Gary Oldman, who spent more than 200 hours in the makeup chair to become the iconic British politician Winston Churchill, and at the film’s end had carried around half of his body weight with the prosthetics that added 10 pounds each day, not surprisingly said Darkest Hour provided his most physically challenging role.
Oldman garnered a Best Actor nomination today and is considered a lock to win the Oscar. Focus Features’ Darkest Hour scored six noms overall including for Best Picture.
Oldman, who has been acting for 36 years, was nominated once before in the category in 2012 for Tinker Tailor Soldier Spy. This past weekend he took home the SAG Award.

He said this role for him “was an exercise in stamina … it was just the coming in four hours before everyone else and then you are working a 10-12 hour day and then it was an hour to remove (the synthetic skin) in the evening. The days were long and you are the motor of the film, so to speak, working in almost every scene, so it was a question if I would have the stamina to do it. The actual wearing of that material is like a synthetic skin. It was not restrictive. Once it’s on, you are not aware of it. I do have a tough skin, I have to say that. It seems that my skin is very resilient to it. But I enjoyed playing him so much that it just got me through.”

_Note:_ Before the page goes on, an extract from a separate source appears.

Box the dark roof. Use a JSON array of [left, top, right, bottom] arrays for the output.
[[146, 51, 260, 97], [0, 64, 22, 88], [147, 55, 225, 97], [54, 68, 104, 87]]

Darkest Hour from director Joe Wright took what could have been historically dry material and turned it into an edge-of-seat dramatic thriller. The film was written by Anthony McCarten; it was produced by Douglas Urbanski, Lisa Bruce and McCarten.

A first clip of Oldman as Churchill was seen in March of last year at Cinema Con and the entire room gasped when they saw him in full makeup in the small clip. Not only does he look like the great man who averted Nazi tyranny, he had his cadence and tone of speech down pat. Not surprisingly, Kazuhiro Tsuji, David Malinowski and Lucy Sibbick were nominated in the Make-Up and Hairstyling category this morning.
The movie, produced by Tim Bevan and Eric Fellner, takes place over the first five weeks of Churchill’s time as Prime Minister when Hitler began his invasion of Europe.
Oldman said he studied old news reel footage and read clippings to prepare for the role.
“There are over 800 books written on the man and that’s not counting the 50 books he wrote himself. There is a wealth of material,” said Oldman. “I went to very specific things because you could just get choice blind. I sort of concentrated on this particular period of his life and then like any character you start to piece him together.”